Urmila Matondkar is also very good as the anguished daughter who has to go through considerable personal sacrifice because of her responsibility towards her father. Urmila has come a long way since her Tanha Tanha gyrations of the Rangeela (1995) days that were her trademark for a long time. Rajat Kapur and Addy as her brothers lend conviction to their parts. The rest of the cast is adequate in their brief roles, including Parvin
Dabas, Prem Chopra, Raju Kher, Divya Jagdale and Vishwaas
Pandya. Boman Irani is completely over-the-top and over-theatrical in this largely realistic film. The ubiquitous Waheeda Rehman is as graceful as always in a brief role that also showcases her real-life commitment to the NGO
Pratham.
Jahnu Barua, the winner of several National awards and the recipient of a
Padmashree, is obviously a consummate filmmaker who can tell a sensitive story like this with great empathy, as long as the focus stays on the emotional appeal of the narrative. It is also a technically flawless film, with beautiful cinematography by Raaj A
Chakarvarthy, meaningful dialogues by screenplay writer Sanjay Chauhan and a melodious background score by Bappi
Lahiri. Of particular significance is the evocative use of the ocean as a metaphor of a greater reality that has the ability to humble arrogance and pride and lead one to move outside the realm of the mundane. The ocean becomes a larger entity that engenders a sense of self-realization to those who have the ability to hear its voice.
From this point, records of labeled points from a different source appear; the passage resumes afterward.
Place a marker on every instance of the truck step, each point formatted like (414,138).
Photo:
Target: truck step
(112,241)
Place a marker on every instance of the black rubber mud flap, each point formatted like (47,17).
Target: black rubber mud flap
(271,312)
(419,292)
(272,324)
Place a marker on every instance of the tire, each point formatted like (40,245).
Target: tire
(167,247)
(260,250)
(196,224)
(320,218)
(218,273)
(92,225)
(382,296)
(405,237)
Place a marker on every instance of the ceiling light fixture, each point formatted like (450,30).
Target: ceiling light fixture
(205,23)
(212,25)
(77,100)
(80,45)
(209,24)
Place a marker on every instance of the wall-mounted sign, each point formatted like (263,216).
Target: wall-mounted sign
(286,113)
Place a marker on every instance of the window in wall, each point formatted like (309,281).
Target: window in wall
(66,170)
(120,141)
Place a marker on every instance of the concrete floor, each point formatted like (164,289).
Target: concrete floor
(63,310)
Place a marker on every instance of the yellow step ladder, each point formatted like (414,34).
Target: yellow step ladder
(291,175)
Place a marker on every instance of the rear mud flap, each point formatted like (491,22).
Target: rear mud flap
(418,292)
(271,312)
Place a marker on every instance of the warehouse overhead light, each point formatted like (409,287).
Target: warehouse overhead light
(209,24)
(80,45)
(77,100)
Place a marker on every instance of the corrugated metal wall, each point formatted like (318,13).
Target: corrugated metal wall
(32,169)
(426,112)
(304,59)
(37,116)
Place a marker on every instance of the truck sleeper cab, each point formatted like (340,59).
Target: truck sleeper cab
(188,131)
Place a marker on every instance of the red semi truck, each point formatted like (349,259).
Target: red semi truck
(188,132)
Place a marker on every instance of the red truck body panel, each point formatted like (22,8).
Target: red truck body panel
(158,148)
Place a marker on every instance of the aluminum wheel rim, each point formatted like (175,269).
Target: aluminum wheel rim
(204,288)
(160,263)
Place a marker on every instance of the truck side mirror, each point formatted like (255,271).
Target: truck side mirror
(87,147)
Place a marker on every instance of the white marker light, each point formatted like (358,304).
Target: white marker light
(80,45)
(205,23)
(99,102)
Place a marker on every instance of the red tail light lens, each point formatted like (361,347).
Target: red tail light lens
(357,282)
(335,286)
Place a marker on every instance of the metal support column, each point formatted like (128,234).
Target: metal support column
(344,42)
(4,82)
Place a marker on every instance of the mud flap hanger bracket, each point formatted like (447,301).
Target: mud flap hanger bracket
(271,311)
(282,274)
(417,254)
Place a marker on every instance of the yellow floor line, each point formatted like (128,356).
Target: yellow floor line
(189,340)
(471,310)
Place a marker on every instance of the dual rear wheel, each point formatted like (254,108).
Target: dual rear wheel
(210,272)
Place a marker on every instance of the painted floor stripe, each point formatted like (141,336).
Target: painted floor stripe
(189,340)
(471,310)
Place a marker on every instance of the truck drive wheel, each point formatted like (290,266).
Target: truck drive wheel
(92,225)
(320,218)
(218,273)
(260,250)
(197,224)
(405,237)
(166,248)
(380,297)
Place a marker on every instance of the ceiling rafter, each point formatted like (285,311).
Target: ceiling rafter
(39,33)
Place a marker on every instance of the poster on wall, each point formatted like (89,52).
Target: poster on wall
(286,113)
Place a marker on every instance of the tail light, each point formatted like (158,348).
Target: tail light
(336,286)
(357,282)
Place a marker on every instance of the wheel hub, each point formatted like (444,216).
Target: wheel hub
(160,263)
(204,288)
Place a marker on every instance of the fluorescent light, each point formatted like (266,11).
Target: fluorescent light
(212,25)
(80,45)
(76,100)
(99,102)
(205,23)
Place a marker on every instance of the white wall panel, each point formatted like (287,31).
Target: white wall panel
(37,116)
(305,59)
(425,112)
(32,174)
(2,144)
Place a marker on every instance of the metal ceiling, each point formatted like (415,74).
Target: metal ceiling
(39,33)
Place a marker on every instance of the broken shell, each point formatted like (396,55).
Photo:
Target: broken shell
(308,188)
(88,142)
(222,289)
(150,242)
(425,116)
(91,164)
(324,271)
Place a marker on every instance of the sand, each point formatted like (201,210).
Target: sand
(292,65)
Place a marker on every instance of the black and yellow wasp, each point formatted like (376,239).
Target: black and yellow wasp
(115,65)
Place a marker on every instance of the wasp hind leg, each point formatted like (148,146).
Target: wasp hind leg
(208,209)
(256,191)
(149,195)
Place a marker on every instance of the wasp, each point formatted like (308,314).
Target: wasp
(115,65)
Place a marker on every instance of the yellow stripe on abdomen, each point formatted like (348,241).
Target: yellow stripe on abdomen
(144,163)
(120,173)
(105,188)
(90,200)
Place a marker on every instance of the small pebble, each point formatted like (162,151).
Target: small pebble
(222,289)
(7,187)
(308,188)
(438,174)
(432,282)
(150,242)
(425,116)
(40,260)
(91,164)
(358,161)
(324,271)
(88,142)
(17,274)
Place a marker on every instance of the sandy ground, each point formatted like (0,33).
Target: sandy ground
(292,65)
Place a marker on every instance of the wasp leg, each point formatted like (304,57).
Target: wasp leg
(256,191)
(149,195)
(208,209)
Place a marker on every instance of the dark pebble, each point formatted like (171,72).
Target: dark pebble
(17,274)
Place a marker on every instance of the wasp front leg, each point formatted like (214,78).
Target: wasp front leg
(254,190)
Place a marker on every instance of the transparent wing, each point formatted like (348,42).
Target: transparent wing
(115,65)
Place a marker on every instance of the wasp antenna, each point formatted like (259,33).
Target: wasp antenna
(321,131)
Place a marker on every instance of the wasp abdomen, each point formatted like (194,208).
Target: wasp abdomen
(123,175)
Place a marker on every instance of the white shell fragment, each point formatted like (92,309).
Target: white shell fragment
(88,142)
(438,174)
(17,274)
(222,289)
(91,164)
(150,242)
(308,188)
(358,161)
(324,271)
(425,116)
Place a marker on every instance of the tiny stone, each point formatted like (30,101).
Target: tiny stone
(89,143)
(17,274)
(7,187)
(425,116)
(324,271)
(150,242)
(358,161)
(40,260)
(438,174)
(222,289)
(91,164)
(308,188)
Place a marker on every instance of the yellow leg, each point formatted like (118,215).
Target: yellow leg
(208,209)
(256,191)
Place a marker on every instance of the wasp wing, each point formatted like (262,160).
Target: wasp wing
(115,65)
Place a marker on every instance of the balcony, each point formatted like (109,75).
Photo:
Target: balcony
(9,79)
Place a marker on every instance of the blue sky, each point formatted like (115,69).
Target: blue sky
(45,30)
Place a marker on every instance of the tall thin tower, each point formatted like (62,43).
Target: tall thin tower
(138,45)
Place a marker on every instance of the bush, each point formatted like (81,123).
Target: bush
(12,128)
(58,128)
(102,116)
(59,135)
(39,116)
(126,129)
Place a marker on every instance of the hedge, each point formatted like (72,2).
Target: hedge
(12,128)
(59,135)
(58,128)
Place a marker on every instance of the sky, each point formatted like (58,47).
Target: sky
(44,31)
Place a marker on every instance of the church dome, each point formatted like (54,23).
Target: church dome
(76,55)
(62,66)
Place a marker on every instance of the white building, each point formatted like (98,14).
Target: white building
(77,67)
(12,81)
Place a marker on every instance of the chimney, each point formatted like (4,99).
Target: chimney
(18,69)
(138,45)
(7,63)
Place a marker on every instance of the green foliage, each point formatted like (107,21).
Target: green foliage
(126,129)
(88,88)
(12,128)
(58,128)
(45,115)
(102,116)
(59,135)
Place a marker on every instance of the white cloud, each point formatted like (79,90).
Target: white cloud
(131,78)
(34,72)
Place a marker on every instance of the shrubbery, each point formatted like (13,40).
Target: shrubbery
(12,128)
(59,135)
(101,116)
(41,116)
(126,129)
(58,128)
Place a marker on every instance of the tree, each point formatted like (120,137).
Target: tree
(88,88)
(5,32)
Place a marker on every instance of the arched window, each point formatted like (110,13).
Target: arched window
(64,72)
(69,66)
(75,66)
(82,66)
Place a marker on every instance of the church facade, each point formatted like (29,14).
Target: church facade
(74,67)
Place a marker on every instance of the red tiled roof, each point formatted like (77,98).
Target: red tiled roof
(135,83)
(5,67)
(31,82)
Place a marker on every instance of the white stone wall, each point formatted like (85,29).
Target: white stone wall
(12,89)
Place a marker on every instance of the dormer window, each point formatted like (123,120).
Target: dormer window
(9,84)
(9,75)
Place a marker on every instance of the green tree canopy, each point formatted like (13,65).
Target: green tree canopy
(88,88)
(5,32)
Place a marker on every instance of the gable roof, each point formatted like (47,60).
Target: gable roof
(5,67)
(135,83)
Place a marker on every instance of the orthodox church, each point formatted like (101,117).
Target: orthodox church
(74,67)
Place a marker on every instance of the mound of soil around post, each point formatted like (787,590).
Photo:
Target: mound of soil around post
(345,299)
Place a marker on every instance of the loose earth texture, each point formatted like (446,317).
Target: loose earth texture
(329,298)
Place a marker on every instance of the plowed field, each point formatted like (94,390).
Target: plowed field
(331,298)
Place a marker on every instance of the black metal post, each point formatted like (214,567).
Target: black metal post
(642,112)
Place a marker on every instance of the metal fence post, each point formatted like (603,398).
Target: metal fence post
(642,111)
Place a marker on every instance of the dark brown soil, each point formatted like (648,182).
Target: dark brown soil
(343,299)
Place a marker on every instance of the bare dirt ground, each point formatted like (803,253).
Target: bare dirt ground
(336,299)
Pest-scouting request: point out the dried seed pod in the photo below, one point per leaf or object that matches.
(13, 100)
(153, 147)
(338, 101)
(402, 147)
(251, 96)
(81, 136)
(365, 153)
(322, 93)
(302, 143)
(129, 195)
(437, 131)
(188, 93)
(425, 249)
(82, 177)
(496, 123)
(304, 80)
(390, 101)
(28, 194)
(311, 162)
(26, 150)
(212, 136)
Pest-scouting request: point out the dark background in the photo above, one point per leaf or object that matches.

On the whole, Maine Gandhi Ko Nahin Mara may not be a commercial success, but will be definitely appreciated as a thought provoking film that raises pertinent questions on many issues. It addresses the absence of an adequate support system or healthcare system to deal with mental, physical and social problems faced by geriatrics; criticizes ignorance that leads to prejudices and stigmas about mental illnesses: empathizes with the debilitating effect of diseases like Alzeimers on the victim and the trauma experienced by those that care for her or him. These issues are dealt with sensitivity and compassion. Barua shows us various facets of the tragedy an ordinary family faces as they try to cope with an extraordinary situation. Even as he exposes the negative traits in humans that emerge in adversity, he is not judgmental of any of the characters, who are no more than victims of circumstances. He explores the fear and uncertainty that a victim of mental diseases goes through and the trauma and helplessness of those that care for him fighting a losing battle against ailments that really have no cure and don’t have a support system where they can draw sustenance from.
I feel that the film would have been far more effective had it concentrated on the relationship between the father and the children. I feel that Barua has neutralized the impact of this frightening eventuality that any one of us can face at any time, by turning it into a morality play on the concept of a dead nationalism. Barua’s statements about the death of moral courage, of conscience, honesty, non-violence, tolerance, and the sterile and inhuman rat race for material success that contemporary India has turned into are valid and poignant truths of the global power that modern India is striving for. But did he really have to communicate this to us in an orchestrated and melodramatic Bollywood style court room drama aimed at exorcizing Professor Chaudhury’s misguided guilt and bring him back to sanity? The sermonizing and didactic tone and the implausibility of the conclusion are the only flaws in what could otherwise have been a classic story.